One in three pets need veterinary treatment each year. You are more likely to claim on pet insurance than any other type of insurance you have. Therefore choosing the right policy is extremely important. This fact sheet aims to highlight important points so you can make the right decision for you, your pet and your pocket.
Lifetime policy versus 12-month policy
With a lifetime policy your pet is covered for the rest of it’s life, whereas with a 12-month policy your pet is just covered for those 12 months. Even if you renew a 12 month policy annually, any condition you have claimed for in one year will be excluded the following years. Obviously the more comprehensive the cover the more expensive it is.
Eg. If a two year old Labrador develops allergic skin disease requiring long term treatment, the Lifetime policy will pay for any skin treatment year after year, however with a 12 month policy the year after the skin disease was diagnosed, the company will have put an exclusion on for skin problems and you will no longer be able to claim.
Level of cover
This is the amount of money that the insurance company will pay out. Some companies pay per condition and some pay per year. This seemingly small difference may actually make a big difference to you.
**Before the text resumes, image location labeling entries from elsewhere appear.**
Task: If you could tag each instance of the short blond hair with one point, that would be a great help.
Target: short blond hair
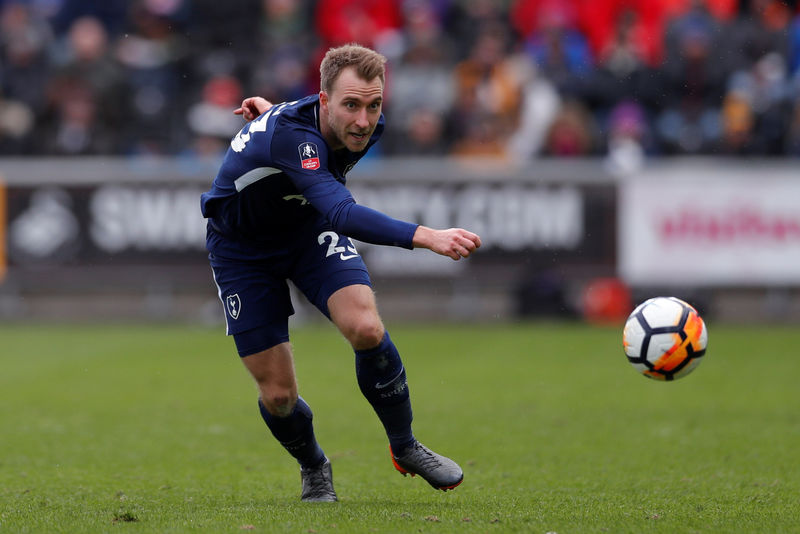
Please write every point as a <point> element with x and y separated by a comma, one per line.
<point>368,63</point>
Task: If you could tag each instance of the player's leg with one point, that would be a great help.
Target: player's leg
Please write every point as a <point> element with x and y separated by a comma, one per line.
<point>379,369</point>
<point>257,308</point>
<point>382,380</point>
<point>332,275</point>
<point>289,417</point>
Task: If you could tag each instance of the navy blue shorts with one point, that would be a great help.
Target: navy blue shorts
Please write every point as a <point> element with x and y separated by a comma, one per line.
<point>252,281</point>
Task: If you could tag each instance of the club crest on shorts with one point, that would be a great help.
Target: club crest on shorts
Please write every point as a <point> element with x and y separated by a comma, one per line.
<point>233,305</point>
<point>309,156</point>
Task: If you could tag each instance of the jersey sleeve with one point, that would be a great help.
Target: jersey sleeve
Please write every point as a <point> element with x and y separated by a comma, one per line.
<point>303,156</point>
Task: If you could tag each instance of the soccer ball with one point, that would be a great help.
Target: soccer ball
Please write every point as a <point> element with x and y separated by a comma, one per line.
<point>665,338</point>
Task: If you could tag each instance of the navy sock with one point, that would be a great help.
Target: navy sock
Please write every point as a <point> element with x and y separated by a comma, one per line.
<point>382,379</point>
<point>296,433</point>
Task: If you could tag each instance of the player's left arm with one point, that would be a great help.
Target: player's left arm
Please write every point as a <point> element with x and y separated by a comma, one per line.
<point>455,243</point>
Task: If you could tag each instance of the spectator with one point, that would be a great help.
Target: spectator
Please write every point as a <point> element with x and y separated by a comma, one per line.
<point>85,93</point>
<point>150,55</point>
<point>24,61</point>
<point>688,121</point>
<point>211,120</point>
<point>488,97</point>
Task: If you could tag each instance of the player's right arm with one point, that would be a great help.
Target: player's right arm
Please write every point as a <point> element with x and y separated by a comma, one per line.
<point>252,107</point>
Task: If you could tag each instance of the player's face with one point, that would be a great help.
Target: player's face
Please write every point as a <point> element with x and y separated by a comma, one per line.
<point>350,111</point>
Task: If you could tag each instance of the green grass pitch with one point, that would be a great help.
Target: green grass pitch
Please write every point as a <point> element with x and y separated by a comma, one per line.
<point>155,429</point>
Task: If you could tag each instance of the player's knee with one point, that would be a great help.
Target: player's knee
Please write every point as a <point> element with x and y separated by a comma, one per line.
<point>279,402</point>
<point>365,334</point>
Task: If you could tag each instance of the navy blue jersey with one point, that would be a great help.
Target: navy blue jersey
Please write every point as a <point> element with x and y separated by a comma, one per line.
<point>279,175</point>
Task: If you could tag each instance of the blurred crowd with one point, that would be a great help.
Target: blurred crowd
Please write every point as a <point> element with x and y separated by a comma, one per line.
<point>625,79</point>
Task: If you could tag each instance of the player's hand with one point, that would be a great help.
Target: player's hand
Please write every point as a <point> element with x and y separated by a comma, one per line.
<point>252,107</point>
<point>455,243</point>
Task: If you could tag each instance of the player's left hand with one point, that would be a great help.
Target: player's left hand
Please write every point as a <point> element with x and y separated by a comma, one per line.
<point>252,107</point>
<point>455,243</point>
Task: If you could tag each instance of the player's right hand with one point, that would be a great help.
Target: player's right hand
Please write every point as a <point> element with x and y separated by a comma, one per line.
<point>252,107</point>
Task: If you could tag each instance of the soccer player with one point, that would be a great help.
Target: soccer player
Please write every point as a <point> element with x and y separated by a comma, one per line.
<point>279,210</point>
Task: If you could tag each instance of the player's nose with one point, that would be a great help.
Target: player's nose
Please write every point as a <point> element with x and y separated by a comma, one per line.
<point>362,120</point>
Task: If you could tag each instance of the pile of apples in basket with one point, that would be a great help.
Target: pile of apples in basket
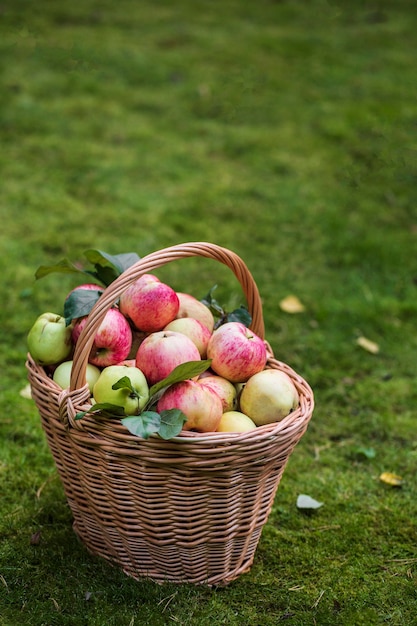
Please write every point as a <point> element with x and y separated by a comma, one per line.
<point>162,361</point>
Eg. If in one year a cat develops diabetes and her treatment costs £750 and then she is hit by a car and needs surgery, which costs £1500, her total bill would be £2250. If her level of cover is £1500 per year she will only be covered for £1500 of her £2250 bill. However if her cover is £1500 per condition then her total bill will be covered.
The excess is the part of the claim that you pay for. The main purpose is to prevent people claiming for minor ailments that only cost a small amount but would cost insurance companies a lot in time and money to process. The excess can be a fixed amount or a percentage.
Eg. If you have a fixed excess of £60, you will pay £60 regardless of whether your claim is for £200 or £1500. If you pay say a 10% excess, you would pay £20 for a £200 claim and £150 for a £1500 claim.
Exclusions are veterinary costs that the insurance company will not pay for. Most companies will not pay for ‘preventative’ healthcare (such as vaccinations, neutering, flea products and wormers). Other exclusions vary from company to company, but commonly include costs associated with pregnancy, home visits (unless essential for the animal’s welfare), special diet foods and dental treatment.
If your pet is no longer a puppy or kitten but you have decided to take out an insurance policy, the company will need to know about any pre-existing conditions that your pet may be suffering from. Different companies will interpret this information in different ways.
Eg. A spaniel with arthritis in his left knee joint, may be excluded from any problems regarding that left knee by one company or be excluded totally from arthritis by another company.
Changes in terms for older pets
Ensure you read the small print as some companies will increase the premiums or the excess as a pet ages.
Again read the small print as some companies will stop insuring at specific ages, and by then your pet may be too old to allow you to take out cover with any other company.
Although most companies state that they can pay your claim direct to your vet, it is worth checking with your practice if this is the case. At Summerhill (as with most practices) FSA guidelines mean that we can only process direct claims from one particular company.
Eg, A cat with a bladder stones may have a bill of £1200. Normally you would have to pay the vets then await your settlement from the insurance company. With direct payments the company pays your practice direct, cutting you out as a middle man.